For code LLM training:

Terminal window
bindu compress \
--schema source-auto \
--dict code-v1.bindud \
--dedupe exact \
--filter 'license in ("MIT","Apache-2.0","BSD-*")' \
--recursive crawl/

--dedupe exact is effectively free (see LLM training corpora), and license filtering happens before compression so disallowed files never hit the archive.

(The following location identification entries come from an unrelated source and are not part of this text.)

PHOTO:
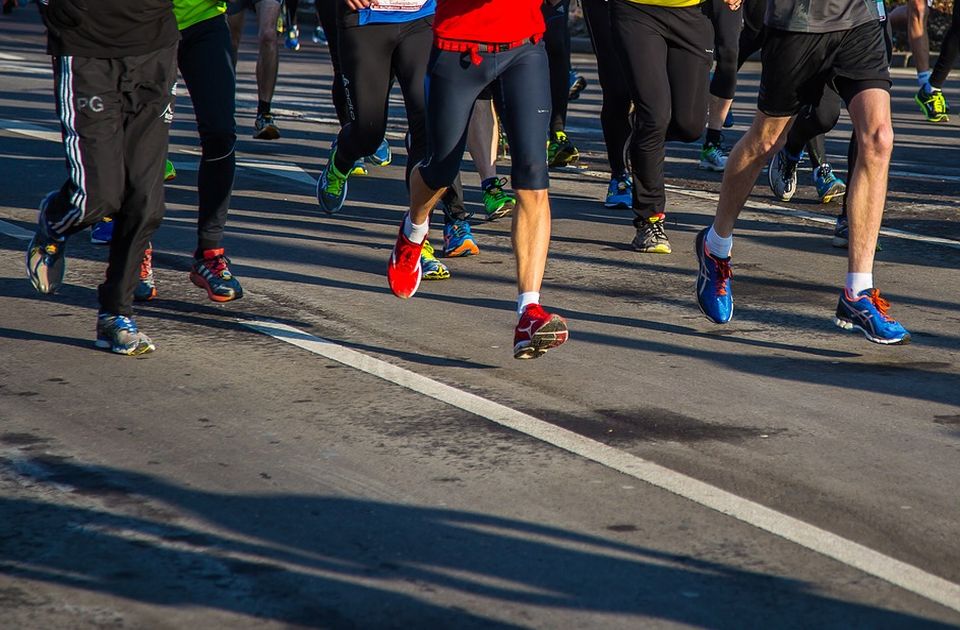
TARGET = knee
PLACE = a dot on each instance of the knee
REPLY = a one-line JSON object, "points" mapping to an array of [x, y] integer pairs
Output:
{"points": [[876, 143], [217, 145]]}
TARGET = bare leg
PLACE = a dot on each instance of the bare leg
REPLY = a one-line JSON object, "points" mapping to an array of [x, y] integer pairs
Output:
{"points": [[483, 139], [765, 136], [531, 238], [917, 34], [870, 112], [423, 199], [719, 108], [268, 62]]}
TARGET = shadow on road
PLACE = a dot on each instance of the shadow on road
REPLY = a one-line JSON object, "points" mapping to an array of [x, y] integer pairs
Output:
{"points": [[324, 561]]}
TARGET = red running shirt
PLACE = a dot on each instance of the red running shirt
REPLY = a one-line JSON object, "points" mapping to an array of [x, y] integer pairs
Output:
{"points": [[488, 21]]}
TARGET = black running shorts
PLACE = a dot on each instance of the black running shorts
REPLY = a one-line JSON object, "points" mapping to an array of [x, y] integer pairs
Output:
{"points": [[797, 66]]}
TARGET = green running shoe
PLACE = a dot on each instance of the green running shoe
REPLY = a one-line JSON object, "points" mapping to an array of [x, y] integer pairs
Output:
{"points": [[431, 268], [560, 151], [496, 203]]}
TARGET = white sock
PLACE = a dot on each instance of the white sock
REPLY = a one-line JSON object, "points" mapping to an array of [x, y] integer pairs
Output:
{"points": [[416, 232], [525, 300], [718, 246], [857, 282]]}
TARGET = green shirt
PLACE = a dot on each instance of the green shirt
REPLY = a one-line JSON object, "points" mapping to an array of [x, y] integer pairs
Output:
{"points": [[190, 12]]}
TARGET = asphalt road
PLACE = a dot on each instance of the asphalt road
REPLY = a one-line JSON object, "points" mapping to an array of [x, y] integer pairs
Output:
{"points": [[400, 469]]}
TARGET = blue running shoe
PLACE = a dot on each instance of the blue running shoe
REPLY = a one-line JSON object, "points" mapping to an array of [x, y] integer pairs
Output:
{"points": [[829, 186], [45, 261], [619, 192], [458, 240], [382, 156], [867, 312], [119, 334], [102, 231], [714, 291], [332, 187]]}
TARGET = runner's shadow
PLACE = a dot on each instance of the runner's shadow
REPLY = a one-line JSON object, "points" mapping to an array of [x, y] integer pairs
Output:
{"points": [[323, 561]]}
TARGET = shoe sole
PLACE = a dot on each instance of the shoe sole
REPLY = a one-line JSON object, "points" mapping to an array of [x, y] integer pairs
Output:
{"points": [[550, 335], [836, 192], [200, 282], [462, 251], [657, 249], [848, 325], [269, 133], [707, 166], [785, 197], [140, 348]]}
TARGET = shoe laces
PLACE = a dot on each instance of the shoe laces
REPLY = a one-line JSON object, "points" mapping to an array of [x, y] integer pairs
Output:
{"points": [[217, 263], [787, 167], [146, 265], [724, 274], [882, 305], [496, 187]]}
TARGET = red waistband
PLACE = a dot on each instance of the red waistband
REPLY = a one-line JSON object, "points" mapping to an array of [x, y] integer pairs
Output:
{"points": [[475, 48]]}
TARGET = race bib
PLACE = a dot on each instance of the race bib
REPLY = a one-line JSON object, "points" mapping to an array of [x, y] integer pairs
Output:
{"points": [[408, 6]]}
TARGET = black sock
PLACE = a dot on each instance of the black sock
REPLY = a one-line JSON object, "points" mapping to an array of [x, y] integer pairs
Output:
{"points": [[714, 137]]}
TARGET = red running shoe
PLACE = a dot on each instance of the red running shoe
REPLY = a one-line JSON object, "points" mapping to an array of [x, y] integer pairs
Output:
{"points": [[537, 332], [403, 270]]}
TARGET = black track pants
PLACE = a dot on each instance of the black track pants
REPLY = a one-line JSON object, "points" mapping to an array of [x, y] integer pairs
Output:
{"points": [[204, 60], [667, 61], [115, 116], [369, 56], [615, 110], [557, 41]]}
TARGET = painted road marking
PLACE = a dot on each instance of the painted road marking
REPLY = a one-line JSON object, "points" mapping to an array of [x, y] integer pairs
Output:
{"points": [[762, 206], [894, 571]]}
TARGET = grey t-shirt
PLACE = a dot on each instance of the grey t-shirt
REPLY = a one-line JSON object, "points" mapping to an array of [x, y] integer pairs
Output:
{"points": [[820, 16]]}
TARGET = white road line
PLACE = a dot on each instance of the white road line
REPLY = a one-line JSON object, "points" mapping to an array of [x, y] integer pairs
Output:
{"points": [[896, 572], [15, 231]]}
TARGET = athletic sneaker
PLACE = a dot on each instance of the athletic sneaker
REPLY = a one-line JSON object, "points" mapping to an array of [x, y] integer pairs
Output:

  • Generated code hurts ratios. Minified bundles, auto-generated protobuf code, and vendored node_modules/vendor directories have weird repetition patterns that don’t match the language schemas well. Exclude them or compress separately with the generic text schema.
  • Binary assets in a source tree. Images, fonts, and compiled artifacts inside the repo fall back to zstd (see When not to use Bindu). Use .binduignore to skip them.
  • Schema pinning matters. Language schemas evolve as grammars do. Pin the major version (source-ts-v1) to keep archives decodable across toolchain upgrades.